March 2025

RGB-D Object Classification

An early fusion CNN for RGB-D object classification using TensorFlow and Bayesian hyperparameter optimisation.

PythonTensorFlowComputer Vision

A convolutional neural network for classifying objects using both colour and depth information, trained on the RGB-D Object Dataset. The project explores early fusion as a strategy for combining multimodal visual data.

Approach

Standard RGB images have three channels (R, G, B). RGB-D adds a fourth — depth — giving the network information about the 3D structure of the scene. Early fusion combines these channels before the first convolutional layer, producing a 4-channel input of shape (64, 64, 4).

This is relevant to robotics: a robot that understands depth alongside colour can reason about object geometry for grasping and manipulation tasks.

Architecture

Two convolutional blocks (conv → batch norm → ReLU → max pool) feed into two dense layers with dropout, followed by a softmax output over 51 object categories.
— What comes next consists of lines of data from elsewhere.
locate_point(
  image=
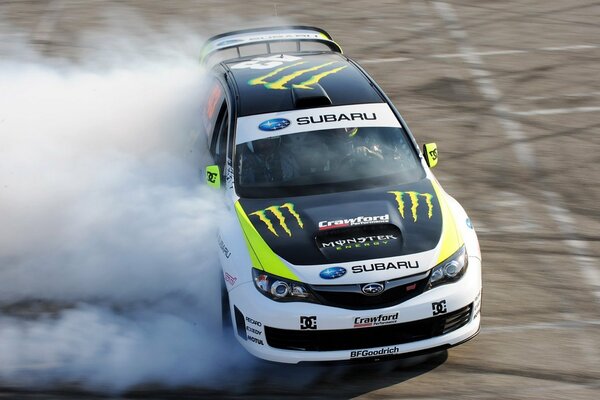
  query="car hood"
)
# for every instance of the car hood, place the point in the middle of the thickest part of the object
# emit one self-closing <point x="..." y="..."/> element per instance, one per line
<point x="349" y="226"/>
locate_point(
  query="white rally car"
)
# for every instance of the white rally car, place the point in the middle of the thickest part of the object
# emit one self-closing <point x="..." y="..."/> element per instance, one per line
<point x="339" y="242"/>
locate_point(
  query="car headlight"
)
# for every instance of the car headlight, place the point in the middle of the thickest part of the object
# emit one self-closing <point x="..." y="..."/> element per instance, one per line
<point x="280" y="289"/>
<point x="449" y="270"/>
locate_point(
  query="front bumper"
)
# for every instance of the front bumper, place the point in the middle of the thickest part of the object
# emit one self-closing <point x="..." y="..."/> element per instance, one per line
<point x="295" y="332"/>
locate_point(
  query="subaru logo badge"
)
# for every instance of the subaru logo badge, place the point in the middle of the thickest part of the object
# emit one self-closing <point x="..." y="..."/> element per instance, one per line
<point x="274" y="124"/>
<point x="372" y="289"/>
<point x="332" y="272"/>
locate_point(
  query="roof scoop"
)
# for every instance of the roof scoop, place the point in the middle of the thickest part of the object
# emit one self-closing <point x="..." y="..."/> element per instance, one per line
<point x="316" y="96"/>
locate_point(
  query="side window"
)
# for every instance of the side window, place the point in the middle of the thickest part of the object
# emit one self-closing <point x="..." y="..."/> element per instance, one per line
<point x="213" y="110"/>
<point x="219" y="144"/>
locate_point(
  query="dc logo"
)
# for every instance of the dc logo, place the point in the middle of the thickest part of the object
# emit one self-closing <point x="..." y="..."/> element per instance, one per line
<point x="439" y="307"/>
<point x="212" y="177"/>
<point x="308" y="322"/>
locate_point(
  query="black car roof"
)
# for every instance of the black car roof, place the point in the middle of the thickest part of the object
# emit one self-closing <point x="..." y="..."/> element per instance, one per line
<point x="321" y="76"/>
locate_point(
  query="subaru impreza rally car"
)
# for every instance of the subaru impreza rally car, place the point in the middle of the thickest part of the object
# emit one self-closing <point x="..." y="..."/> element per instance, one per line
<point x="339" y="243"/>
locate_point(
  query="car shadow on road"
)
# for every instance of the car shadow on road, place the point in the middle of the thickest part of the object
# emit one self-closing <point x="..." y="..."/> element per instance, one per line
<point x="274" y="381"/>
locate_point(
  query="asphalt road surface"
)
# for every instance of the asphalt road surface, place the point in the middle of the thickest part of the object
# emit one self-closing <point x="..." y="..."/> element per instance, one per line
<point x="510" y="92"/>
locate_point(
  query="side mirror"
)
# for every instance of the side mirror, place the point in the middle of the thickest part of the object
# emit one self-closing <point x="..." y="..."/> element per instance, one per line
<point x="430" y="153"/>
<point x="213" y="176"/>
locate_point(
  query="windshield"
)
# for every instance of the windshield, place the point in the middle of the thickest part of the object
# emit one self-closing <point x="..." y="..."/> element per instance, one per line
<point x="324" y="161"/>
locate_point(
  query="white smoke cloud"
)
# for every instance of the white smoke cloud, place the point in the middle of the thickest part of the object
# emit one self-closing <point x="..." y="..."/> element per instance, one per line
<point x="108" y="270"/>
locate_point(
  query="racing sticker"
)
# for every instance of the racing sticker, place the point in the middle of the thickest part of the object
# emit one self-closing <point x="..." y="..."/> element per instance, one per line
<point x="351" y="116"/>
<point x="266" y="62"/>
<point x="362" y="220"/>
<point x="276" y="212"/>
<point x="309" y="322"/>
<point x="414" y="200"/>
<point x="381" y="319"/>
<point x="230" y="278"/>
<point x="281" y="78"/>
<point x="439" y="307"/>
<point x="385" y="351"/>
<point x="359" y="242"/>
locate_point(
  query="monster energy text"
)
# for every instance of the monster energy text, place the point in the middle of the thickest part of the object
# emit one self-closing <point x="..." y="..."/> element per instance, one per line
<point x="359" y="242"/>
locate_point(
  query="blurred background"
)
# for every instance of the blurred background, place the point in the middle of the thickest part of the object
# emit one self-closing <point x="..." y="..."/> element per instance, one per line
<point x="99" y="190"/>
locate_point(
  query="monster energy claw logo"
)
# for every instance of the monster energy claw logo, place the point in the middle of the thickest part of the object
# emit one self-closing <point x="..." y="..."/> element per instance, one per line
<point x="276" y="212"/>
<point x="286" y="75"/>
<point x="414" y="199"/>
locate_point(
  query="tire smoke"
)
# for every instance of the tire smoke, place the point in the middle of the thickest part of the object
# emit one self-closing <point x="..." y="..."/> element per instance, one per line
<point x="108" y="265"/>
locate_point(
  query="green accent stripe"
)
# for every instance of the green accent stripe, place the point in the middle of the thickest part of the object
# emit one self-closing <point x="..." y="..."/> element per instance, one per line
<point x="260" y="253"/>
<point x="451" y="239"/>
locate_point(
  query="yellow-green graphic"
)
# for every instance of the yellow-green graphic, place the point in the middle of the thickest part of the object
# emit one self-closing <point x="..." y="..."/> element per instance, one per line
<point x="414" y="200"/>
<point x="276" y="212"/>
<point x="280" y="83"/>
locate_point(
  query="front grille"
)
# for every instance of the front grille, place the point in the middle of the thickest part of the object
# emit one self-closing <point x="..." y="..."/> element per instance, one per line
<point x="351" y="296"/>
<point x="363" y="338"/>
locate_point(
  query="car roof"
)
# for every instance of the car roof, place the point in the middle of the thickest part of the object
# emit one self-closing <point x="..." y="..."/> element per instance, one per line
<point x="282" y="82"/>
Hyperparameter optimisation

Bayesian optimisation via Keras Tuner explored the search space of filter counts, kernel sizes, dense layer widths, dropout rate, and learning rate. The optimal configuration used 32 filters in layer one, 224 in layer two, 768-neuron dense layers, 0.2 dropout, and a learning rate of ~4.24e-05.

Results

Validation accuracy of ~30% across 51 classes, against a 2% random baseline. Distinct object classes (keyboards, food cups, tissues) were classified with high accuracy. Visually similar objects were harder — expected given the relatively shallow architecture and dataset size.